My new book project, Spindles & Slavery: Grappling with Ties to the Cotton Kingdom in the Industrial North, investigates how people in one northern industrial city—Lowell, Massachusetts—wrestled with what it meant to live with slavery in the decades before the Civil War. In doing so, it explores how slavery in the South impacted northern industrial work, discourse, and community—and illuminates how ordinary New Englanders came to care about the role of slavery in their lives. In fact, it was largely through the efforts of Lowell’s small Black population that an antislavery ethic grew in a city that, because its mills relied on cotton grown by the enslaved, had strong economic ties to the plantation South. This project has been supported by institutions including the Harvard Radcliffe Institute and the National Endowment for the Humanities.
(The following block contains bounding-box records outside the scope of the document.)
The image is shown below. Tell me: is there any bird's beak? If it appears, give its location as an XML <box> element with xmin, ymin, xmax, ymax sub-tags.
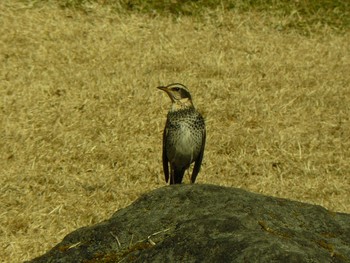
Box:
<box><xmin>157</xmin><ymin>86</ymin><xmax>174</xmax><ymax>101</ymax></box>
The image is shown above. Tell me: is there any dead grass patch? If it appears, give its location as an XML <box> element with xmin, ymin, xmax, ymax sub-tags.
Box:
<box><xmin>0</xmin><ymin>0</ymin><xmax>350</xmax><ymax>262</ymax></box>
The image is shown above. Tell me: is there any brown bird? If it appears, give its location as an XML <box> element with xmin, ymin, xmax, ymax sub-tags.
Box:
<box><xmin>158</xmin><ymin>83</ymin><xmax>206</xmax><ymax>184</ymax></box>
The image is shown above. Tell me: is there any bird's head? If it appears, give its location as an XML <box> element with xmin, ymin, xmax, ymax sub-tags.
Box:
<box><xmin>158</xmin><ymin>83</ymin><xmax>193</xmax><ymax>110</ymax></box>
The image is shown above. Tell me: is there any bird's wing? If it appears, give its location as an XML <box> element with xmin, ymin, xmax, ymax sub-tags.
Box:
<box><xmin>162</xmin><ymin>127</ymin><xmax>169</xmax><ymax>182</ymax></box>
<box><xmin>191</xmin><ymin>130</ymin><xmax>206</xmax><ymax>183</ymax></box>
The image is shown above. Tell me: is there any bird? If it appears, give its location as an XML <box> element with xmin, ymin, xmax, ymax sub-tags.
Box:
<box><xmin>157</xmin><ymin>83</ymin><xmax>206</xmax><ymax>184</ymax></box>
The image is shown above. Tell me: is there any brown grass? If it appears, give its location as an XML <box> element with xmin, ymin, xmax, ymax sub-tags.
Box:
<box><xmin>0</xmin><ymin>0</ymin><xmax>350</xmax><ymax>262</ymax></box>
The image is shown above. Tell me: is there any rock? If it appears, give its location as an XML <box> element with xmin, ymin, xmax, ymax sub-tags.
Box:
<box><xmin>30</xmin><ymin>184</ymin><xmax>350</xmax><ymax>263</ymax></box>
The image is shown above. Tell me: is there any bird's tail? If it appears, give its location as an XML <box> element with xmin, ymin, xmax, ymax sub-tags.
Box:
<box><xmin>170</xmin><ymin>169</ymin><xmax>185</xmax><ymax>184</ymax></box>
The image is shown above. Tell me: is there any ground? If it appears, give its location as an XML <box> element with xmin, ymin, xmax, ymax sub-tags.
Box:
<box><xmin>0</xmin><ymin>0</ymin><xmax>350</xmax><ymax>262</ymax></box>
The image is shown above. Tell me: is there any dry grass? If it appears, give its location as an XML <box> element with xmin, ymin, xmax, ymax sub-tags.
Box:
<box><xmin>0</xmin><ymin>0</ymin><xmax>350</xmax><ymax>262</ymax></box>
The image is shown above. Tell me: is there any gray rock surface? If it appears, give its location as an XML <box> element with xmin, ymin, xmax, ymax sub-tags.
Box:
<box><xmin>30</xmin><ymin>184</ymin><xmax>350</xmax><ymax>263</ymax></box>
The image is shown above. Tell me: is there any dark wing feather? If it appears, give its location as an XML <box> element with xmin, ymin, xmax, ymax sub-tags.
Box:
<box><xmin>162</xmin><ymin>127</ymin><xmax>169</xmax><ymax>182</ymax></box>
<box><xmin>191</xmin><ymin>130</ymin><xmax>206</xmax><ymax>183</ymax></box>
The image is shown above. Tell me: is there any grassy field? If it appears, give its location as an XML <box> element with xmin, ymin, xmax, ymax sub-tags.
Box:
<box><xmin>0</xmin><ymin>0</ymin><xmax>350</xmax><ymax>262</ymax></box>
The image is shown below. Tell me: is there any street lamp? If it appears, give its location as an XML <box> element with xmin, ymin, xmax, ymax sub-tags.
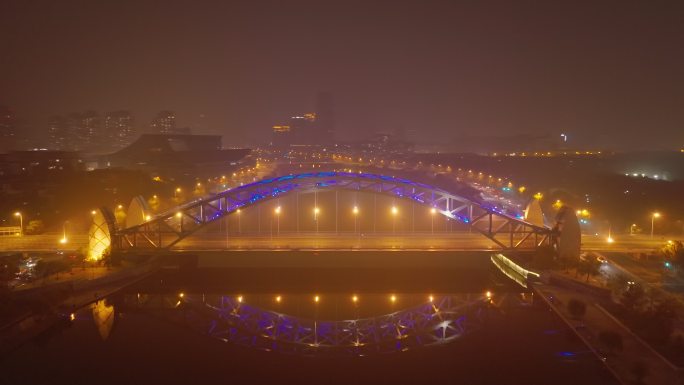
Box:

My courses include “Slavery in U.S. History & Culture,” “Sophomore Seminar: Slavery and Its Afterlives in the Northern United States,” “The Age of Jim Crow,” “Black and White in the U.S. South: Race, Racism, and Resistance,” “Racial Capitalism: Racism, Exploitation and Exclusion in U.S. Economic History,” “African-American History from Reconstruction to the Present,” and “Research in Black Studies.” These courses, which are informed by my own research and by the latest scholarly work of other historians, require that students consider issues such as what the afterlife of slavery has been and what the various costs—including economic ones—of segregation have been for Black and white Americans. I am interested in helping students better understand the present day, particularly issues of racism and poverty, through grappling with the past. I hope that students leave my classes more comfortable discussing race and racism, better attuned to issues of social justice, and more aware of the importance of historical knowledge to citizenship and informed public debate.
“In Search of the Costs of Segregation,” in Reckoning with History: Unfinished Stories of American Freedom, edited by Jim Downs, Erica Armstrong Dunbar, T.K. Hunter, and Timothy Patrick McCarthy (Columbia University Press, 2021).
Threatening Property: Race, Class, and Campaigns to Legislate Jim Crow Neighborhoods (Columbia University Press, Studies in the History of U.S. Capitalism, 2019).
“Race and Class Friction in North Carolina Neighborhoods: How Campaigns for Residential Segregation Law Divided Middling and Elite Whites in Winston-Salem and North Carolina’s Countryside, 1912–1915,” Journal of Southern History 83, no. 3 (August 2017).
“Southern Segregation, South Africa-Style: Maurice Evans, Clarence Poe, and the Ideology of Rural Segregation,” Agricultural History 87, no. 2 (Spring 2013).